State security agencies have dropped the ball. Again. And this time round, more than 60 Kenyans have been killed in the most barbaric of ways by cattle rustlers. Women, children, toddlers and the unborn were butchered.

True to script, the Interior minister has talked tough and ordered disarmament of Pokots, Turkanas and Samburus in the region. Senior police officers have flown to the valley of death, held security meetings and flown back to the city with a promise to act on insecurity.

Politicians have also done their thing: Condemned the attacks, preached peace on political platforms and issued threats to their opponents. Kenya has moved on, as it must. But not before some records are made straight and a few home truths confronted.

The world watched with keen interest the elections in Britain. When the final vote was counted, serious pronouncements followed. All of them in public interest. Prime Minister David Cameron was magnanimous in his acceptance speech following the landslide victory for the Conservative Party. Labour leader Ed Miliband conceded the devastating defeat congratulated Cameron and quit the leadership of the centre-left party. He took “absolute and total responsibility” for the loss. That is responsible leadership.

If a small fraction of the things that happen in Kenya ever happened in truly democratic countries, leaders would take absolute and total responsibility. Which of our leaders would be willing to take absolute and total responsibility for the killings that have become so common-place in Kenya?

The Nadome killings have exposed another Kenya – the wild, wild Kenya – tucked in the rough terrains of a countryside completely detached from the centre. At the time of writing this editorial, bodies of victims of the Monday attack were rotting in the killing fields.
We received images of the rotting bodies covered by swarms of flies as vultures and hyenas were lost for choice. The argument and justification for this barbaric treatment of the dead is found in age-old cultural practices that forbid Pokots from burying the bodies of warriors killed by the enemy. The same culture that condones cattle rustling and revenge attacks as a way of life.

In this day and age, which government allows such practices to thrive? In this day and age, which leaders want to be associated with such practices? In this day and age, which police officers issue threats to journalists for telling the story of a people abandoned and condemned to self-destruction by both government and their own leaders? Who will take absolute and total responsibility for the shame of Nadome?
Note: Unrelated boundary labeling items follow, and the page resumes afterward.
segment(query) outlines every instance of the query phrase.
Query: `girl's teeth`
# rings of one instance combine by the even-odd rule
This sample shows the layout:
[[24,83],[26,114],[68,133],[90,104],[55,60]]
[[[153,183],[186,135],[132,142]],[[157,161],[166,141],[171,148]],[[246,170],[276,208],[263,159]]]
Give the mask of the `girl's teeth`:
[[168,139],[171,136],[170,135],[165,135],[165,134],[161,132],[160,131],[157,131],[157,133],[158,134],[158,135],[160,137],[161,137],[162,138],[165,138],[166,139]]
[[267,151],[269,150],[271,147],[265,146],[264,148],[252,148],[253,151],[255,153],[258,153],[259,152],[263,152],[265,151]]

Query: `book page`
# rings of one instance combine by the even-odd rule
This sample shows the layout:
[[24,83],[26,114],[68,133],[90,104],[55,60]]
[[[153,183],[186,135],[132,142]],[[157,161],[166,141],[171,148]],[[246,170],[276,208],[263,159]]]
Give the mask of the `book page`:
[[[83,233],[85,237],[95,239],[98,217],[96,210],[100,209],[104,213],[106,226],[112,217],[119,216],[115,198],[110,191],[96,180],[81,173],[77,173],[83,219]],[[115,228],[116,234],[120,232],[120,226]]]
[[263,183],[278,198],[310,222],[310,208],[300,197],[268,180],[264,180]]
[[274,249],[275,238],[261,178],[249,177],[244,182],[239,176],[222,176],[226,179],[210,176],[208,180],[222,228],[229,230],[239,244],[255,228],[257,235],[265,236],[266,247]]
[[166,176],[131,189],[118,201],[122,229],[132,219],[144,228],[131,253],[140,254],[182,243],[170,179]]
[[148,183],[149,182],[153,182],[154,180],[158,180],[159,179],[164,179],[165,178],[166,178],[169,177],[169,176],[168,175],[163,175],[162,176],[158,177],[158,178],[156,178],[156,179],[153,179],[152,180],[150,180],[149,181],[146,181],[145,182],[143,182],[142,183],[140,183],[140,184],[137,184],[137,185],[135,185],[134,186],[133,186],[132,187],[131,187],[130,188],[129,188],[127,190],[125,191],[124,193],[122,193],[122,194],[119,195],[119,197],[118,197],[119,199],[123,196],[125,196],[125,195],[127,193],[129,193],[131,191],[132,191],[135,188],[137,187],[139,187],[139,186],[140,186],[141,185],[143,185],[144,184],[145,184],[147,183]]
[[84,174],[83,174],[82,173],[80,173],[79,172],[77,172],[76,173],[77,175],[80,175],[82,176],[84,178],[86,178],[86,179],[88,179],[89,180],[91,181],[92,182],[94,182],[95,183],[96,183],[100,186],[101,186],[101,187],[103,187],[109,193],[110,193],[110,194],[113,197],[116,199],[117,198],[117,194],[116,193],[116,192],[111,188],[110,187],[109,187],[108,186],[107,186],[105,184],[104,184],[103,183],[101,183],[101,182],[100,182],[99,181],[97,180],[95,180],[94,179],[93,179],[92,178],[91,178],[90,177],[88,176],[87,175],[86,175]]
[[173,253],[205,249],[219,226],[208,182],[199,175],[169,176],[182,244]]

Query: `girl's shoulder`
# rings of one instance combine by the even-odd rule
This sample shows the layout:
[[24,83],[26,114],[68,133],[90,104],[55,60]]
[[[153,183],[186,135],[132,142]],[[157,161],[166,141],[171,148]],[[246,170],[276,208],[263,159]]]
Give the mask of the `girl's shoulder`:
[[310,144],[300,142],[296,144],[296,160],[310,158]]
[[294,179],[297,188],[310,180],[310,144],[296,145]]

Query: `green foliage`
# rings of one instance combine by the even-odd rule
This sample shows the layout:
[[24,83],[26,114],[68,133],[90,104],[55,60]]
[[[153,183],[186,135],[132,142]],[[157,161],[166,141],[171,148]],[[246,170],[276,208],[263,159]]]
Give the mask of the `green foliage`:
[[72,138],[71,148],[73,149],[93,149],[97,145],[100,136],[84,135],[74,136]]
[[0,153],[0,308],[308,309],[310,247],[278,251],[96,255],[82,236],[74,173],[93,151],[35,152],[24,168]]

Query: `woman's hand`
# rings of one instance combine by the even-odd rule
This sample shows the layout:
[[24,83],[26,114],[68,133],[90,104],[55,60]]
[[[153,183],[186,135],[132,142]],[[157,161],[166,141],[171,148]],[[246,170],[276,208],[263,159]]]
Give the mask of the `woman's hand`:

By now it must have occurred to the security arm of government that long gone are the days when officers would sleep on their jobs and get away with it. Trying to intimidate journalists in their line of duty will simply not wash. The energies being wasted in threatening journalists could be best used to secure Kenyans and their properties.

The truth of the matter is that there were serious security lapses in the latest round of attacks. The truth of the matter is that journalists counted more than 50 bodies of victims of the raid. The truth of the matter is that the senior security officers visited Nadome valley days after the killings and escaped an ambush by bandits. The truth of the matter is that bodies of the slain victims are rotting in the bushes.

Instead of running after the journalists who work under very difficult and dangerous circumstances to bring out these truths, security officers should seek to work closely with them towards securing our country.

Our journalists will not be cowed to see stories only through the eyes of security officers. They will follow the story where it leads them and tell it as it is. The least the security officers can do is ensure the safety of journalists as they go about their duty.